Where federal jurisdiction is based on diversity, the Court applies the substantive law of the forum state. Holt v. State Farm Fire & Cas. Co., 627 F.3d 188, 191 (5th Cir. 2010) (citing Erie R.R. Co. v . Tompkins, 304 U.S. 64 (1938)). "To determine Texas law, we look to decisions of the state's highest court, or in the absence of a final decision by the court on the issue under consideration, we must determine, in our best judgment, how the state's highest court would resolve the issue if presented with it." Citigroup, Inc. v. Fed. Ins. Co., 649 F.3d 367, 371 (5th Cir. 2011) (internal quotation marks omitted).

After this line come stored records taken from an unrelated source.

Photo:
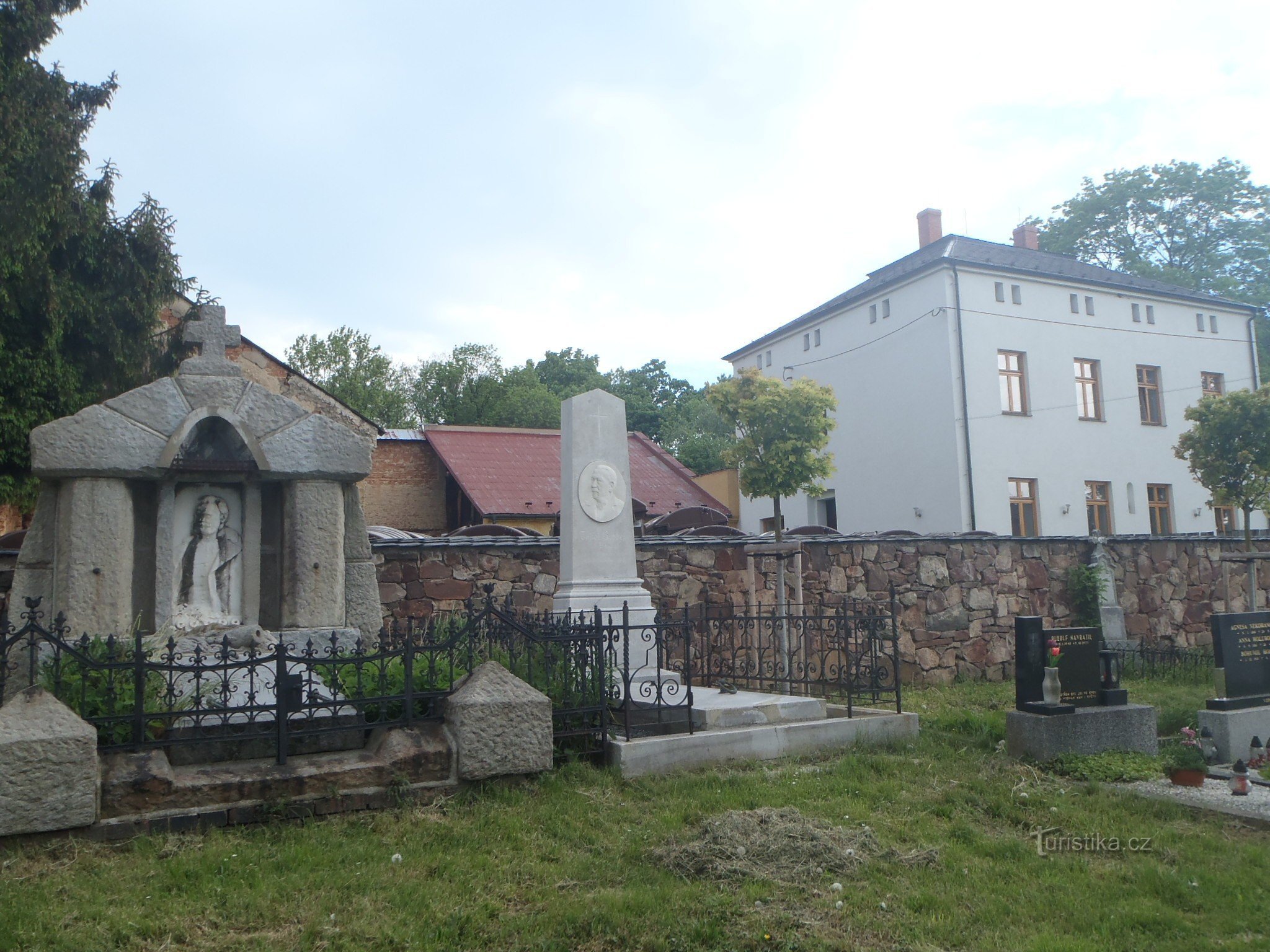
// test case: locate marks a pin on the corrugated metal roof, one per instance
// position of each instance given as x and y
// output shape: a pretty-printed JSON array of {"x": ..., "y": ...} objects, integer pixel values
[
  {"x": 988, "y": 254},
  {"x": 513, "y": 471}
]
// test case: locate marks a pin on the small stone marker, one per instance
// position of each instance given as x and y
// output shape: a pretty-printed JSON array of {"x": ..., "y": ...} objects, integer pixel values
[
  {"x": 48, "y": 778},
  {"x": 500, "y": 725},
  {"x": 1078, "y": 668},
  {"x": 1241, "y": 650}
]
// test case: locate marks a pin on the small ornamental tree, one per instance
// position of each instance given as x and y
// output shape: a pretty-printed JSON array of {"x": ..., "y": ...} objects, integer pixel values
[
  {"x": 781, "y": 434},
  {"x": 1228, "y": 450}
]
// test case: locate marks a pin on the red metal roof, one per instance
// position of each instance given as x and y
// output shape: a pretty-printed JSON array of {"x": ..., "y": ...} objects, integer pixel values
[{"x": 515, "y": 471}]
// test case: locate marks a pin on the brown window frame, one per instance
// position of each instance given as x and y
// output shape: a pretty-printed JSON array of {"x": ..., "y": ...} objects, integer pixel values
[
  {"x": 1094, "y": 382},
  {"x": 1005, "y": 375},
  {"x": 1020, "y": 505},
  {"x": 1098, "y": 509},
  {"x": 1228, "y": 526},
  {"x": 1146, "y": 389},
  {"x": 1160, "y": 508}
]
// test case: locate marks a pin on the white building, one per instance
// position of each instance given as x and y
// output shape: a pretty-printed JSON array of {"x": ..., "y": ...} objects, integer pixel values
[{"x": 1005, "y": 389}]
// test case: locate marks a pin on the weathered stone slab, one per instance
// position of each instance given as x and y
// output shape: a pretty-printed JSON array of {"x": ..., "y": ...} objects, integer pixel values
[
  {"x": 220, "y": 392},
  {"x": 319, "y": 448},
  {"x": 362, "y": 607},
  {"x": 500, "y": 725},
  {"x": 47, "y": 765},
  {"x": 265, "y": 412},
  {"x": 158, "y": 405},
  {"x": 94, "y": 442},
  {"x": 313, "y": 589},
  {"x": 1088, "y": 730}
]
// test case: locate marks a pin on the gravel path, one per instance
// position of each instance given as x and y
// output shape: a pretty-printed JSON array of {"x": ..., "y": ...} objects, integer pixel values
[{"x": 1214, "y": 795}]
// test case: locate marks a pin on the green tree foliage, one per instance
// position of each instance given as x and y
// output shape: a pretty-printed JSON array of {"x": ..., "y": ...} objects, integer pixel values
[
  {"x": 696, "y": 434},
  {"x": 1228, "y": 450},
  {"x": 81, "y": 286},
  {"x": 353, "y": 369},
  {"x": 1202, "y": 229},
  {"x": 781, "y": 434}
]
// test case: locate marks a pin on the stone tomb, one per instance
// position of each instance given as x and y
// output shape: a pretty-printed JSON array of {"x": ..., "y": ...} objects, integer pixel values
[
  {"x": 1241, "y": 710},
  {"x": 1093, "y": 715},
  {"x": 1078, "y": 668},
  {"x": 202, "y": 507}
]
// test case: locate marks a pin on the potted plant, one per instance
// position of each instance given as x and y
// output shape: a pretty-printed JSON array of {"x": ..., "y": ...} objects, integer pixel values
[
  {"x": 1184, "y": 760},
  {"x": 1050, "y": 689}
]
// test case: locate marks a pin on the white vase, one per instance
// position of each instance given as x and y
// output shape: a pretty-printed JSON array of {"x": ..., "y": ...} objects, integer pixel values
[{"x": 1049, "y": 689}]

The Court will therefore turn to the statutory language of the relevant Texas laws and any relevant decisions of Texas courts to see how they have implemented the statutes of repose and limitations to products liability cases.

B. Statute of Repose

MBUSA moves for summary judgment based on the statute of repose set forth in Section 16.012 of the Texas Civil Practice & Remedies Code because the suit was not commenced within 15 years of the date that MBUSA originally sold the vehicle, a 2000 Mercedes-Benz S500.

Throughout the course of this lawsuit, and in his response in opposition to summary judgment, Yazdchi has contested the applicability of Section 16.012 under the following theories: (1) that Yazdchi allegedly leased the car prior to purchasing it; (2) that the statute of repose in products liability cases should begin at the date of injury; and (3) that the statute of repose should be tolled from the time of discovery of the defect, which was when the car jack was used in 2016. [See ECF. Nos. 11, 19]. In particular, Yazdchi points to an unauthenticated exhibit attached to a prior filing (which was earlier stricken from the record) showing that he purchased the vehicle in 2009. [See ECF No. 13, Ex. T]. He argues that because he purchased the vehicle (from an undisclosed seller) in 2009, the statute of repose should not preclude his claims.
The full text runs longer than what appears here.